1.6.3 LANÇAMENTO POR HOMOLOGAÇÃO
Essa modalidade tem sua matriz no art. 150 do CTN, verbis:
"Art. 150. O lançamento por homologação, que ocorre quanto aos tributos cuja legislação atribua ao sujeito passivo o dever de antecipar o pagamento sem prévio exame da autoridade administrativa, opera-se pelo ato em que a referida autoridade, tomando conhecimento da atividade assim exercida pelo obrigado, expressamente a homologa.
§ 1º O pagamento antecipado pelo obrigado nos termos deste artigo extingue o crédito, sob condição resolutória da ulterior homologação ao lançamento.
§ 2º Não influem sobre a obrigação tributária quaisquer atos anteriores à homologação, praticados pelo sujeito passivo ou por terceiro, visando à extinção total ou parcial do crédito.
§ 3º Os atos a que se refere o parágrafo anterior serão, porém, considerados na apuração do saldo porventura devido e, sendo o caso, na imposição de penalidade, ou sua graduação.
§ 4º Se a lei não fixar prazo a homologação, será ele de cinco anos, a contar da ocorrência do fato gerador; expirado esse prazo sem que a Fazenda Pública se tenha pronunciado, considera-se homologado o lançamento e definitivamente extinto o crédito, salvo se comprovada a ocorrência de dolo, fraude ou simulação."
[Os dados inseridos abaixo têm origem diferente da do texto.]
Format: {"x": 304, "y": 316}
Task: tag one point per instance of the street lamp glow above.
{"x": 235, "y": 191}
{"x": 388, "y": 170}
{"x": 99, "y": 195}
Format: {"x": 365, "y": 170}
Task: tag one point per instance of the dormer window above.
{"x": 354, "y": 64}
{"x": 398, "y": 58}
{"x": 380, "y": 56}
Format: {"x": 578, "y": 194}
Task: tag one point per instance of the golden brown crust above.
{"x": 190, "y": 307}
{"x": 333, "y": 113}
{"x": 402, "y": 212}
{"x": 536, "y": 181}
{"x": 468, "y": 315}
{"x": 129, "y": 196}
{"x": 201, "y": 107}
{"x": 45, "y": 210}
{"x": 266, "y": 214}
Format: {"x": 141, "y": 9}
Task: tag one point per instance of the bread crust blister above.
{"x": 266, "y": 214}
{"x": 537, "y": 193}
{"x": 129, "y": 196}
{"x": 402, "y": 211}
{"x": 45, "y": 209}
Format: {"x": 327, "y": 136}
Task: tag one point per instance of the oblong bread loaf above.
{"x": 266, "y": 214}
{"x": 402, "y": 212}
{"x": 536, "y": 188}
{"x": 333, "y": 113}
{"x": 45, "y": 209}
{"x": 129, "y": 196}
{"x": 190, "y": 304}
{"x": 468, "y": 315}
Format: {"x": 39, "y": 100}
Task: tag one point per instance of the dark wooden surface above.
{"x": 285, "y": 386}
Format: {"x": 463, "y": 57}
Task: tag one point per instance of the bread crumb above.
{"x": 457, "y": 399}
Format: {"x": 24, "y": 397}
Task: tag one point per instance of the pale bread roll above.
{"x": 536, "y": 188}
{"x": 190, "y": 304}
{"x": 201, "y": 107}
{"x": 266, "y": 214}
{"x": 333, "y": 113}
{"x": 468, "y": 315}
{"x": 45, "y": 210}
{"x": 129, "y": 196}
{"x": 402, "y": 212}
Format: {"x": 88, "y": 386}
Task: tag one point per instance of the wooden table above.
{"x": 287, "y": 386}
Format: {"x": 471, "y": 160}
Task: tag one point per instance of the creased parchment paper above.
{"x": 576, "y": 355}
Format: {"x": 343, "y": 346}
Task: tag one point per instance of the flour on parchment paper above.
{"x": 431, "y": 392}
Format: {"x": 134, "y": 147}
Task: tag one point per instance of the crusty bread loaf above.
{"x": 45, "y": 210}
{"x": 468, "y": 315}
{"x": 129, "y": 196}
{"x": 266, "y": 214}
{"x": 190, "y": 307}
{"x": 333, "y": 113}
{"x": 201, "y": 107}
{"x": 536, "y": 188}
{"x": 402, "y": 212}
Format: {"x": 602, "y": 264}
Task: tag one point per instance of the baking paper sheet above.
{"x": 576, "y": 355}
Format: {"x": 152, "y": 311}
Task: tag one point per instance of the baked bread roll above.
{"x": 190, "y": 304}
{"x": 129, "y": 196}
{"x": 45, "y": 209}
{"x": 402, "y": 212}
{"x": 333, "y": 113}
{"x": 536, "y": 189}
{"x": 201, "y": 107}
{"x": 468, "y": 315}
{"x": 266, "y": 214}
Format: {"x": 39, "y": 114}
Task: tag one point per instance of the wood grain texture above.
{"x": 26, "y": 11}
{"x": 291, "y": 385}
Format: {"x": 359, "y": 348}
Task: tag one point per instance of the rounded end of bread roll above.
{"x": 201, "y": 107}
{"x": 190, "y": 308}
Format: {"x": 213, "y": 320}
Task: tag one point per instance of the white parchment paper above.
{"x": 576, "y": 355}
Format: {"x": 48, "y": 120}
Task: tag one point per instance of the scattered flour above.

Nos termos expostos supra, ficou esclarecido que o lançamento é privativo da Administração.
Como se disse, nessa modalidade de lançamento, o fisco verifica a exatidão da apuração realizada pelo sujeito passivo.
Estando correto o valor recolhido, ocorre a homologação, com a extinção da condição resolutória, tornando-se definitivo o pagamento efetuado.
O termo "antecipado" previsto no caput e no § 1.º significa que o pagamento deve ser feito antes de o fisco efetuar o lançamento, ou sem aguardar que este seja realizado (AMARO, 2002, p. 352).
Não é antecipado em relação ao vencimento, que, se não observado, implicará mora do sujeito passivo, e as conseqüências pertinentes, como multa, juros, correção monetária etc.
Caso o sujeito passivo efetue o pagamento com atraso, mas antes do lançamento, e sem recolher os acessórios devidos pela mora, o valor pago será considerado, nos termos do §3.º supramencionado, ficando em aberto apenas o saldo.
Note-se que, embora o sujeito passivo realize a atividade que seria realizada pelo fisco na apuração do tributo devido, isso não é lançamento. Contudo, LUCIANO AMARO (2002, p. 354) anota que JOSÉ SOUTO MAIOR BORGES atribui a qualidade de lançamento a essa atividade do sujeito passivo.
De outro lado, quando a Administração fiscaliza o sujeito passivo e encontra os tributos apurados e recolhidos, obviamente que não é necessário realizar novamente a apuração, mas tão-somente conferi-la e, estando correta, homologá-la.
Com relação ao prazo para essa homologação será visto no capítulo seguinte.